You’ll want to be ready if you find yourself on the receiving end of a Kate Hall medicine ball toss.

I wasn’t. During a midday early May workout, Hall recruited me to catch her throws and roll the ball back to her. I moved to the middle of the infield at Fitzpatrick Stadium in Portland, Maine. From just inside the track, Hall sprang forward and heaved the 8-pound ball. Next thing I knew, the ball landed just in front of me, bounced, and crashed into my chest. It left a red mark on my sternum that lingered for a week.

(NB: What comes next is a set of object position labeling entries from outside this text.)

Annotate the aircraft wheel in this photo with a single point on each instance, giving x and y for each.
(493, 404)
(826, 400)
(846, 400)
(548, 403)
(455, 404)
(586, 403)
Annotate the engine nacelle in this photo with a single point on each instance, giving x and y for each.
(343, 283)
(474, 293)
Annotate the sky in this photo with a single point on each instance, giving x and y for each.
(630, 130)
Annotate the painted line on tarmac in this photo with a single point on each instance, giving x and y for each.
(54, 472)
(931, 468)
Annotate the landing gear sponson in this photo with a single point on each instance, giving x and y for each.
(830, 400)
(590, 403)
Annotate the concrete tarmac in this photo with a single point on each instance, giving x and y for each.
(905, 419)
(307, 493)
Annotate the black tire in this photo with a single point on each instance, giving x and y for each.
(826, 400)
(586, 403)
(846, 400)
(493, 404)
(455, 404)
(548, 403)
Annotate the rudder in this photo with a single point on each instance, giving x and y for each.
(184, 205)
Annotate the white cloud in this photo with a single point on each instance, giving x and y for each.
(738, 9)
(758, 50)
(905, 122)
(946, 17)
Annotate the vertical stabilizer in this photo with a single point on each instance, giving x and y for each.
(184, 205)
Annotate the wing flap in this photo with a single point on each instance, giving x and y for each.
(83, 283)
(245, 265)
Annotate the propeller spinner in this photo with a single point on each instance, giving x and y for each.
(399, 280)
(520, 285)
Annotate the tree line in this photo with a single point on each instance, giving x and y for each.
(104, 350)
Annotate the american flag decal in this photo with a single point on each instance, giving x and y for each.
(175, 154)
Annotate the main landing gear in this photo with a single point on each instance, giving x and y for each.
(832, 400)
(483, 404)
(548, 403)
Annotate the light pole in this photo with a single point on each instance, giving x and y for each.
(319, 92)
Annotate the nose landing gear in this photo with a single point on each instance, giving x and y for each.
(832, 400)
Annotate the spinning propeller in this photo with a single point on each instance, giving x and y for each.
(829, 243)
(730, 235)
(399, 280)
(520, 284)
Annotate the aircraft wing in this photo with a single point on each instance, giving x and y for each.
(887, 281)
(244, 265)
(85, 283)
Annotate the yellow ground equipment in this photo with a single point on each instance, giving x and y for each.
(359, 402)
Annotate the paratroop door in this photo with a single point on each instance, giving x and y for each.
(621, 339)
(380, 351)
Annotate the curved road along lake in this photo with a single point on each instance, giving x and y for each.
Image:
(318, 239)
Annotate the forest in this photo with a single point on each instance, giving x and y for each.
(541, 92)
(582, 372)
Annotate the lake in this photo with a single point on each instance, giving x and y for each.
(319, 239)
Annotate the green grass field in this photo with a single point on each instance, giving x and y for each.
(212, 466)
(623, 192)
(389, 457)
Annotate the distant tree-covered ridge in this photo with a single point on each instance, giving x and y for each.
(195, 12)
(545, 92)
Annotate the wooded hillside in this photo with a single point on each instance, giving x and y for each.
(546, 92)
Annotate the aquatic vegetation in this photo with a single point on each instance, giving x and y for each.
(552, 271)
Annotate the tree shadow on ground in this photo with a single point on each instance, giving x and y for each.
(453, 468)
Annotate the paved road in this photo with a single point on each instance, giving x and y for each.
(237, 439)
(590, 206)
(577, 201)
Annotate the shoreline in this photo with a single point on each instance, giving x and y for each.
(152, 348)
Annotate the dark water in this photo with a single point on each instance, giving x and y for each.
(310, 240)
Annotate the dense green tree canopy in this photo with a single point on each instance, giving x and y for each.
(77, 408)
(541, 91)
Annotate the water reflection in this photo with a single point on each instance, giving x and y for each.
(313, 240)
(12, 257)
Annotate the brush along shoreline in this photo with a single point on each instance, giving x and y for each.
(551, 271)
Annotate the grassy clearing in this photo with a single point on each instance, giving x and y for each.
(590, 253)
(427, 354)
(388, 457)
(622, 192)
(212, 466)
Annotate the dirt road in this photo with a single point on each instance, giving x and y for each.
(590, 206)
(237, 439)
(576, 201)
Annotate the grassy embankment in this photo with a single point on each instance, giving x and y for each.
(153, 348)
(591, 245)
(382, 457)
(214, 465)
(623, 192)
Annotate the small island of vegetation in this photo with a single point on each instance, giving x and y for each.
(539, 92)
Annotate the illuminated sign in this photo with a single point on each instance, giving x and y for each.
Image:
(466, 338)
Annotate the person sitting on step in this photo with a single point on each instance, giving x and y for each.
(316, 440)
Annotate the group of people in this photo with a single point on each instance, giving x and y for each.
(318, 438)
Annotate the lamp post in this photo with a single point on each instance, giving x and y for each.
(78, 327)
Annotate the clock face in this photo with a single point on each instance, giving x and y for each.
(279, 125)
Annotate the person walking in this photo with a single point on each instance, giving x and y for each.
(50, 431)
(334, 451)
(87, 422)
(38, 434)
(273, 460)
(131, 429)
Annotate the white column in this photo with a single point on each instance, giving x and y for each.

I should have known better. Hall, age 22, is the national high school record-holder in the long jump, a two-time NCAA champion in the event, and this year’s national indoor titlist. Her long jump PR of 6.83 meters is best appreciated by unspooling a tape measure 22 feet, 5 inches and imagining how much of that distance you could cover after a 40-meter run-up. Hall is also an accomplished sprinter, with a 100-meter best of 11.30 and a runner-up finish at 60 meters in February’s indoor nationals.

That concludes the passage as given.